Gluten Free Carrot Sweet Potato Muffins
By Bailey1_
Delicious, super moist, super healthy, gluten and dairy free muffins made with quinoa flour, almond meal, carrots and sweet potatoes. So yummy and so healthy. A great way to sneak in a serving of veggies to the kids for a snack or breakfast. I have made waffles with this recipe as well and they turned out great.
Rate this recipe
0/5
(0 Votes)
1 Picture
Ingredients
- 1/2 cup almond meal
- 1/2 cup quinoa flour
- 1/2 cup cooked sweet potato
- 1 cup carrot (finely grated or finely chopped in a food processor)
- 1/2 tablespoon vanilla
- 1 teaspoon cinnamon
- 1/2 teaspoon baking soda
- 1 teaspoon baking powder
- 1/2 cup applesauce
- 1/4 cup coconut oil
- 1/4 cup raw honey (use 1/2 cup if you don't have stevia)

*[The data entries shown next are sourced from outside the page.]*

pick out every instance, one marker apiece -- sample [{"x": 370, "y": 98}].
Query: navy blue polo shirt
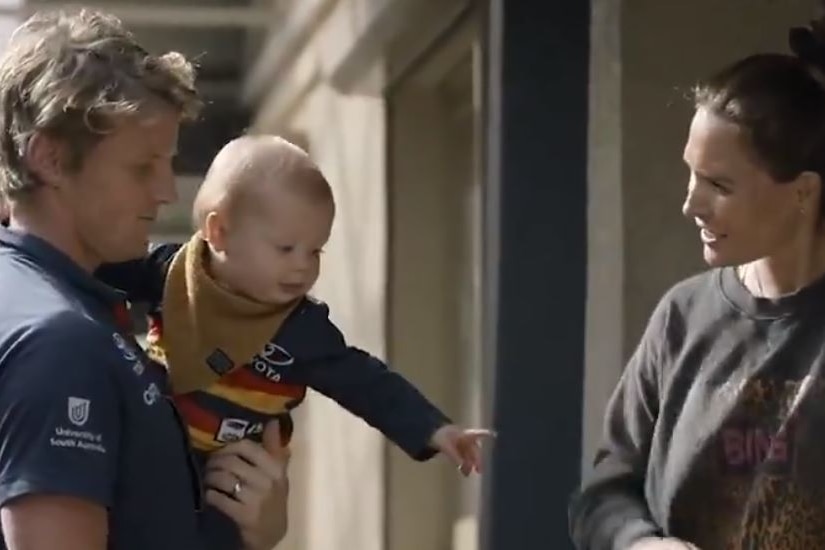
[{"x": 83, "y": 412}]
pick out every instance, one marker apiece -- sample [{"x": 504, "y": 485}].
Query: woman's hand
[{"x": 248, "y": 482}]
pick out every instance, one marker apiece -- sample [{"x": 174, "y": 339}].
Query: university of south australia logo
[{"x": 78, "y": 410}]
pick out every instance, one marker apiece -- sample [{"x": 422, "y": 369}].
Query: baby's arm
[
  {"x": 364, "y": 386},
  {"x": 143, "y": 279}
]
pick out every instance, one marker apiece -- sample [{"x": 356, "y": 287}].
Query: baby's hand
[{"x": 461, "y": 445}]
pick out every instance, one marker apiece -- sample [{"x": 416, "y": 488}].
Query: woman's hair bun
[{"x": 808, "y": 43}]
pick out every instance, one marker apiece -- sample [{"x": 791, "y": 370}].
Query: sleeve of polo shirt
[
  {"x": 60, "y": 420},
  {"x": 142, "y": 280}
]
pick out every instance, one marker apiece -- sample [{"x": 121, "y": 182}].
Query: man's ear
[
  {"x": 215, "y": 230},
  {"x": 44, "y": 157}
]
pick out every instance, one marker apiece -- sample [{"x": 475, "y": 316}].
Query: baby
[{"x": 232, "y": 321}]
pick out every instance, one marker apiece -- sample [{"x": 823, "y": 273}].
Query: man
[{"x": 92, "y": 453}]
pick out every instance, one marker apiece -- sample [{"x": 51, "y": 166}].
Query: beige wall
[{"x": 645, "y": 56}]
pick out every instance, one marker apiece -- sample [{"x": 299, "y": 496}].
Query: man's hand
[
  {"x": 462, "y": 446},
  {"x": 658, "y": 543},
  {"x": 257, "y": 477}
]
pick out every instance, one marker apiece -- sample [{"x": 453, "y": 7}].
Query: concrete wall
[{"x": 645, "y": 56}]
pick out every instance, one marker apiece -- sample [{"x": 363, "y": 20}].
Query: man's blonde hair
[{"x": 72, "y": 75}]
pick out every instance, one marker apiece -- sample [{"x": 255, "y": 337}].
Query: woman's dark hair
[{"x": 779, "y": 102}]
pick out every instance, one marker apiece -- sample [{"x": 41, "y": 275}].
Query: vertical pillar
[{"x": 535, "y": 267}]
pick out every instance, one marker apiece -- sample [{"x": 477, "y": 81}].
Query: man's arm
[
  {"x": 610, "y": 511},
  {"x": 55, "y": 488},
  {"x": 142, "y": 280},
  {"x": 49, "y": 521}
]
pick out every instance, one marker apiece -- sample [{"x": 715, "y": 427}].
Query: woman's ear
[{"x": 215, "y": 230}]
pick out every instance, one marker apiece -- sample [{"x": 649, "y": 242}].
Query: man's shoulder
[{"x": 64, "y": 329}]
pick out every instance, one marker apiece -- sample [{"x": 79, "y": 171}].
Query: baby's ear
[{"x": 214, "y": 231}]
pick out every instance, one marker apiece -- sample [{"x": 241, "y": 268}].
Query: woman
[{"x": 713, "y": 437}]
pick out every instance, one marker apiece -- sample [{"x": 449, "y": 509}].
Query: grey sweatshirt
[{"x": 716, "y": 431}]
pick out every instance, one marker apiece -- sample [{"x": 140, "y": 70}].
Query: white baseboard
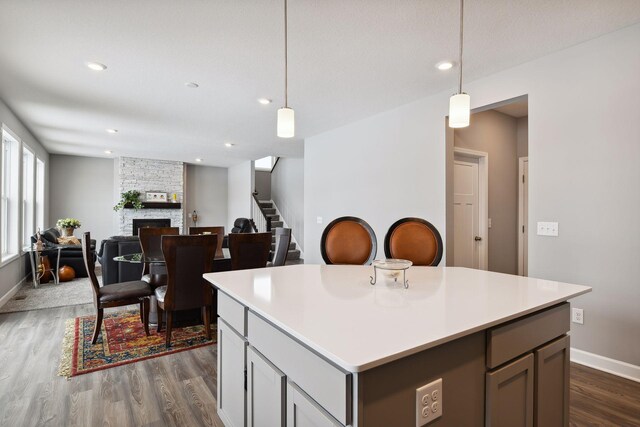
[
  {"x": 612, "y": 366},
  {"x": 6, "y": 297}
]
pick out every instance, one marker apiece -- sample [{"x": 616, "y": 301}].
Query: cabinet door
[
  {"x": 552, "y": 384},
  {"x": 266, "y": 388},
  {"x": 231, "y": 376},
  {"x": 510, "y": 394},
  {"x": 304, "y": 412}
]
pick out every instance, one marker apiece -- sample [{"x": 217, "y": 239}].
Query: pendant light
[
  {"x": 460, "y": 103},
  {"x": 286, "y": 115}
]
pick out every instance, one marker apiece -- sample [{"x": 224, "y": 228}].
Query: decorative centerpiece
[
  {"x": 129, "y": 197},
  {"x": 67, "y": 225},
  {"x": 391, "y": 268}
]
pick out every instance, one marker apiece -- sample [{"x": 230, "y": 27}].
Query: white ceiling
[{"x": 348, "y": 59}]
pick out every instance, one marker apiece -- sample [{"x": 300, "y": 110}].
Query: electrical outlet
[
  {"x": 428, "y": 402},
  {"x": 577, "y": 315}
]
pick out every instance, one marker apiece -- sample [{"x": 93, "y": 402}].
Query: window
[
  {"x": 28, "y": 195},
  {"x": 9, "y": 199},
  {"x": 39, "y": 194}
]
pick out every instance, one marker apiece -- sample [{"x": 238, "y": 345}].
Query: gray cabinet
[
  {"x": 266, "y": 392},
  {"x": 302, "y": 411},
  {"x": 231, "y": 376},
  {"x": 510, "y": 394},
  {"x": 552, "y": 384}
]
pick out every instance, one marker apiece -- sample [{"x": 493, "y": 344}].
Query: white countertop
[{"x": 335, "y": 311}]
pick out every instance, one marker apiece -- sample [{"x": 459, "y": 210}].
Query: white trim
[
  {"x": 483, "y": 200},
  {"x": 605, "y": 364},
  {"x": 6, "y": 297},
  {"x": 521, "y": 186}
]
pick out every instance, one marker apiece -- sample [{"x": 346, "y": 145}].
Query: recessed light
[
  {"x": 96, "y": 66},
  {"x": 444, "y": 65}
]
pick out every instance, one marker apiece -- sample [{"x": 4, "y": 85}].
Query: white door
[
  {"x": 465, "y": 213},
  {"x": 523, "y": 217}
]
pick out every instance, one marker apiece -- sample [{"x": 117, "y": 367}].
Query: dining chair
[
  {"x": 249, "y": 250},
  {"x": 187, "y": 259},
  {"x": 414, "y": 239},
  {"x": 155, "y": 274},
  {"x": 116, "y": 294},
  {"x": 218, "y": 231},
  {"x": 283, "y": 239},
  {"x": 348, "y": 240}
]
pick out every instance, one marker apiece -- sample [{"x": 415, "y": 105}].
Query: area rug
[
  {"x": 125, "y": 342},
  {"x": 50, "y": 295}
]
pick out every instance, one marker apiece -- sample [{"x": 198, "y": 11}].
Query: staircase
[{"x": 293, "y": 257}]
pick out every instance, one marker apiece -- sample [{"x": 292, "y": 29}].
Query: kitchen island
[{"x": 318, "y": 345}]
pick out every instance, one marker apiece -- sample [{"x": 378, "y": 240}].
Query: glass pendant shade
[
  {"x": 459, "y": 110},
  {"x": 286, "y": 123}
]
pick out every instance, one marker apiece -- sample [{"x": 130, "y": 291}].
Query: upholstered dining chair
[
  {"x": 114, "y": 295},
  {"x": 218, "y": 231},
  {"x": 283, "y": 240},
  {"x": 155, "y": 274},
  {"x": 187, "y": 259},
  {"x": 348, "y": 240},
  {"x": 414, "y": 239},
  {"x": 249, "y": 250}
]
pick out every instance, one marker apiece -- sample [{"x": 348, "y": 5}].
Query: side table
[{"x": 35, "y": 256}]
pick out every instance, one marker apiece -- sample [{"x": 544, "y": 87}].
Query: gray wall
[
  {"x": 523, "y": 136},
  {"x": 287, "y": 192},
  {"x": 14, "y": 271},
  {"x": 263, "y": 184},
  {"x": 207, "y": 193},
  {"x": 495, "y": 133},
  {"x": 82, "y": 188},
  {"x": 583, "y": 173}
]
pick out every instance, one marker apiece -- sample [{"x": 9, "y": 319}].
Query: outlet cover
[{"x": 429, "y": 402}]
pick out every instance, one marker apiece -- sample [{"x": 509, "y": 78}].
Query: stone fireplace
[{"x": 153, "y": 176}]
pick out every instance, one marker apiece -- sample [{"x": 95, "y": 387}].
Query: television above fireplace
[{"x": 149, "y": 222}]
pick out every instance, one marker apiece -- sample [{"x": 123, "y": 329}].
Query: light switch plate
[
  {"x": 429, "y": 402},
  {"x": 547, "y": 229}
]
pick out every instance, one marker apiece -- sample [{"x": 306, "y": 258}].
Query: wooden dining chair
[
  {"x": 187, "y": 259},
  {"x": 218, "y": 231},
  {"x": 249, "y": 250},
  {"x": 116, "y": 294},
  {"x": 155, "y": 274},
  {"x": 348, "y": 240},
  {"x": 283, "y": 240},
  {"x": 414, "y": 239}
]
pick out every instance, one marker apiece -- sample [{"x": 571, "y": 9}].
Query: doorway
[{"x": 493, "y": 236}]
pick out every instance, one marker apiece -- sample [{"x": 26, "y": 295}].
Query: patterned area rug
[
  {"x": 125, "y": 342},
  {"x": 50, "y": 295}
]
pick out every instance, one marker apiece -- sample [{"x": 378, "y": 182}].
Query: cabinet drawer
[
  {"x": 510, "y": 341},
  {"x": 234, "y": 313},
  {"x": 325, "y": 383}
]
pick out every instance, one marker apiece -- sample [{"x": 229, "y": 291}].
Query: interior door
[{"x": 465, "y": 213}]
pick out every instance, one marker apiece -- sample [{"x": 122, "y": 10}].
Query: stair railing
[{"x": 261, "y": 221}]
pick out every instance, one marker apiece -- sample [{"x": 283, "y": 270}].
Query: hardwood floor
[{"x": 180, "y": 389}]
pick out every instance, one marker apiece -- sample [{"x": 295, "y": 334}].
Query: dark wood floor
[{"x": 180, "y": 389}]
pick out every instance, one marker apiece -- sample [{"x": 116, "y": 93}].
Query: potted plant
[
  {"x": 67, "y": 225},
  {"x": 129, "y": 197}
]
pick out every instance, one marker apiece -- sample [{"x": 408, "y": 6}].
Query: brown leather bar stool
[
  {"x": 150, "y": 241},
  {"x": 218, "y": 231},
  {"x": 187, "y": 258},
  {"x": 414, "y": 239},
  {"x": 348, "y": 240}
]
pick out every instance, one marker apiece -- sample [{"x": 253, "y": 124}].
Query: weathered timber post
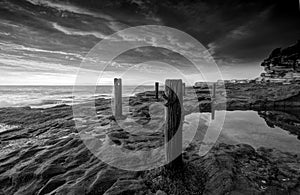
[
  {"x": 214, "y": 90},
  {"x": 118, "y": 97},
  {"x": 213, "y": 99},
  {"x": 156, "y": 90},
  {"x": 174, "y": 118},
  {"x": 213, "y": 111}
]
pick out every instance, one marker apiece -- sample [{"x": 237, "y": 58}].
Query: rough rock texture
[
  {"x": 43, "y": 154},
  {"x": 287, "y": 120},
  {"x": 283, "y": 63}
]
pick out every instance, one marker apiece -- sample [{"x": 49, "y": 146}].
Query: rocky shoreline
[{"x": 43, "y": 154}]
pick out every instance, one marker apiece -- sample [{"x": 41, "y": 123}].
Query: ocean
[{"x": 48, "y": 96}]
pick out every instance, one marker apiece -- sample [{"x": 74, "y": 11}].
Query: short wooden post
[
  {"x": 118, "y": 97},
  {"x": 174, "y": 118},
  {"x": 156, "y": 90}
]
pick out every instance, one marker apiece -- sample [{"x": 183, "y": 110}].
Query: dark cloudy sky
[{"x": 44, "y": 41}]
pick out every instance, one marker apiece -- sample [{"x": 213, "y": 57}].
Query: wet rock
[{"x": 127, "y": 187}]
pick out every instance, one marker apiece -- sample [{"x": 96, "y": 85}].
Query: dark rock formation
[
  {"x": 43, "y": 154},
  {"x": 283, "y": 63}
]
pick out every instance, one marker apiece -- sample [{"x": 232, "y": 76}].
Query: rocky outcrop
[
  {"x": 283, "y": 64},
  {"x": 43, "y": 154}
]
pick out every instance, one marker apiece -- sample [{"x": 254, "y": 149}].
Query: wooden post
[
  {"x": 213, "y": 110},
  {"x": 213, "y": 99},
  {"x": 156, "y": 90},
  {"x": 118, "y": 97},
  {"x": 174, "y": 118},
  {"x": 214, "y": 91}
]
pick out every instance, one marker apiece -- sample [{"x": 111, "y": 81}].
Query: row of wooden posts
[{"x": 174, "y": 92}]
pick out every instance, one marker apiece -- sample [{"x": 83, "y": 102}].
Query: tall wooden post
[
  {"x": 174, "y": 118},
  {"x": 118, "y": 97},
  {"x": 213, "y": 110},
  {"x": 156, "y": 90},
  {"x": 213, "y": 99},
  {"x": 214, "y": 91}
]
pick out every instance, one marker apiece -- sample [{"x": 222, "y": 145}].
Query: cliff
[{"x": 283, "y": 64}]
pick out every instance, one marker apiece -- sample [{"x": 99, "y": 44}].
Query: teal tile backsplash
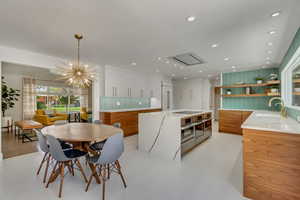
[
  {"x": 114, "y": 103},
  {"x": 291, "y": 51},
  {"x": 258, "y": 103}
]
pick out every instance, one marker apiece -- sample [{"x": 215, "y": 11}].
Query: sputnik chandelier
[{"x": 75, "y": 73}]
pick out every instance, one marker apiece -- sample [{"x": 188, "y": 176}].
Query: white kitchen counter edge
[
  {"x": 129, "y": 109},
  {"x": 274, "y": 124}
]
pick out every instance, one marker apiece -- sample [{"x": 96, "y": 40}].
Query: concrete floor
[{"x": 212, "y": 171}]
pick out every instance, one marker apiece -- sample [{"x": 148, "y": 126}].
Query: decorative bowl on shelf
[
  {"x": 240, "y": 83},
  {"x": 297, "y": 89}
]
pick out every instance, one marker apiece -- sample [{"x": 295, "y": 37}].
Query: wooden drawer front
[
  {"x": 272, "y": 147},
  {"x": 230, "y": 121},
  {"x": 277, "y": 177},
  {"x": 245, "y": 115},
  {"x": 271, "y": 165},
  {"x": 260, "y": 192}
]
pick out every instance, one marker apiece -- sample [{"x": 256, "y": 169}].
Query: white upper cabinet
[{"x": 128, "y": 83}]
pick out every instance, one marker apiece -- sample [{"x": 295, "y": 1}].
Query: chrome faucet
[{"x": 283, "y": 111}]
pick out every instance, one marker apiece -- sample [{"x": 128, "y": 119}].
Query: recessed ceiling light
[
  {"x": 272, "y": 32},
  {"x": 275, "y": 14},
  {"x": 191, "y": 18}
]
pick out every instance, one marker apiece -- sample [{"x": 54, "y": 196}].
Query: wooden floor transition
[{"x": 12, "y": 146}]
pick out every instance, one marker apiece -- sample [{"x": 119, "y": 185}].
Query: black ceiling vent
[{"x": 188, "y": 59}]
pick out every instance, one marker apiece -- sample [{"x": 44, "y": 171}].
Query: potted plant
[
  {"x": 274, "y": 89},
  {"x": 228, "y": 91},
  {"x": 259, "y": 80},
  {"x": 9, "y": 97}
]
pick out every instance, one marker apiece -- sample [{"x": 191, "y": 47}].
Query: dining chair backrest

- 1/4 cup coconut milk (melted)
- 3 eggs
- 1 teaspoon xanthan gum
- stevia (1/2- 1 dropper NuNaturals)
- 2 dashes ginger
Details
Servings 1
Preparation time 15mins
Cooking time 37mins
Adapted from food.com
Preparation
Step 1
1 Preheat oven to 350. 2 Combine everything in a food processor until it is a smooth thick batter. 3 Fill muffin tins almost full. They rise a little bit not much though. Makes between 16-20 muffins.